Zur Reichweite der Haftung des Halters eines Kraftfahrzeugs nach § 7 Abs. 1 StVG bei einem Fahrzeugbrand.

Aktenzeichen und Fundstelle

Az.: BGH VI ZR 76/23

Fundstelle: NJW 2024, 1037

 

A. Orientierungs - oder Leitsätze

1. Zur Reichweite der Haftung des Halters eines Kraftfahrzeugs nach § 7 Abs. 1 StVG bei einem Fahrzeugbrand.


B. Sachverhalt

Am 12. Oktober 2019 stellte der Sohn des Kläger seinen Pkw, dessen Halter und Eigentümer der Kläger ist, an einer Straße mit leichtem Gefälle in der Stadt E. ab. Hinter (oberhalb) dem Fahrzeug wurde ein bei der Beklagten haftpflichtversicherter Renault geparkt.
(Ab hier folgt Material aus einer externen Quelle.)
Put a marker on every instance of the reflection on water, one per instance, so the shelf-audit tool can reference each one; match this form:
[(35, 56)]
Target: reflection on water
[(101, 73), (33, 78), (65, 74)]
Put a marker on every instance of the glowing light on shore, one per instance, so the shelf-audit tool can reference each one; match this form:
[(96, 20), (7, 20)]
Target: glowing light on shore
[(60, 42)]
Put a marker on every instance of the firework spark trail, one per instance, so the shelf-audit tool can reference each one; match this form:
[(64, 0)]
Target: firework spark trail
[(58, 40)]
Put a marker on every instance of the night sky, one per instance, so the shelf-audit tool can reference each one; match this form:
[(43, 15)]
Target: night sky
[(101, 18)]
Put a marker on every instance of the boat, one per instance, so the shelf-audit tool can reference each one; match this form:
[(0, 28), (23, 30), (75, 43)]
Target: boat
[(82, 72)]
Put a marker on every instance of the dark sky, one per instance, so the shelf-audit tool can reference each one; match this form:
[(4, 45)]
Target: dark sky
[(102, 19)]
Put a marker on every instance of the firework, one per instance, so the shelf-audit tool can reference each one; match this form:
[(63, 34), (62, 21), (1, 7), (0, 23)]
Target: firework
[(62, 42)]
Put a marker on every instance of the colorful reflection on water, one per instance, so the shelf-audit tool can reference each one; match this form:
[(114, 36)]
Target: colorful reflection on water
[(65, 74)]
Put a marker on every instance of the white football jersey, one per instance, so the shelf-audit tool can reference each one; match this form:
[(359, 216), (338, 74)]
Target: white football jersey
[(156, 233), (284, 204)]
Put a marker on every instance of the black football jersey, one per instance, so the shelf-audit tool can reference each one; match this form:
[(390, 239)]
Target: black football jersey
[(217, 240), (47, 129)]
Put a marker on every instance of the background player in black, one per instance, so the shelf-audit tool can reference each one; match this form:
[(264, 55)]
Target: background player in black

In der Nacht auf den 13. Oktober 2019 entwickelte sich an beiden Fahrzeugen ein Brand, bei dem das Fahrzeug des Klägers zerstört wurde. Hierbei griff das Feuer von dem Renault auf den Pkw des Klägers über, indem brennendes Benzin austrat und aufgrund des Gefälles unter den Pkw gelang. Das Landgericht hat die unter anderem auf Ersatz von Wiederbeschaffungskosten, Nutzungsausfallschaden und weiteren Kosten in Höhe von insgesamt 6.786,88 € nebst Zinsen sowie Freistellung von Rechtsanwaltskosten gerichtete Klage abgewiesen. Auf die Berufung des Klägers hat das Oberlandesgericht das Urteil des Landgerichts teilweise abgeändert und die Beklagte verurteilt, an den Kläger 6.298,88 € nebst Zinsen zu zahlen. Mit der vom Berufungsgericht zugelassenen Revision wendet sich die Beklagte gegen ihre Verurteilung. Der BGH hob die Verurteilung auf und begründete dies damit, dass der Kläger die anspruchsbegründende Voraussetzung nicht nachweisen konnte, ob der Brand "bei Betrieb" eines Kfz iSd. § 7 Abs. 1 StVG entstanden sei. Zwar gehört das Parken eines Autos an einer Straße zum Betrieb des Fahrzeugs. Jedoch müsste sich auch die spezifische Betriebsgefahr eines Kfz realisiert haben. Dieses Merkmal wird weit ausgelegt, sodass dies schon bejaht werden kann, wenn sich die von dem Kraftfahrzeug

ausgehenden Gefahren ausgewirkt haben, das heißt, wenn bei der insoweit gebotenen wertenden Betrachtung das Schadensgeschehen durch das Kraftfahrzeug (mit)geprägt worden ist. Für die Zurechnung der Betriebsgefahr kommt es damit maßgeblich darauf an, dass die Schadensursache in einem nahen örtlichen und zeitlichen Zusammenhang mit einem bestimmten Betriebsvorgang oder einer bestimmten Betriebseinrichtung des

Kraftfahrzeugs steht. Zwar ist es denkbar, dass ein Brand auf den technischen Einrichtungen des Pkw beruhte.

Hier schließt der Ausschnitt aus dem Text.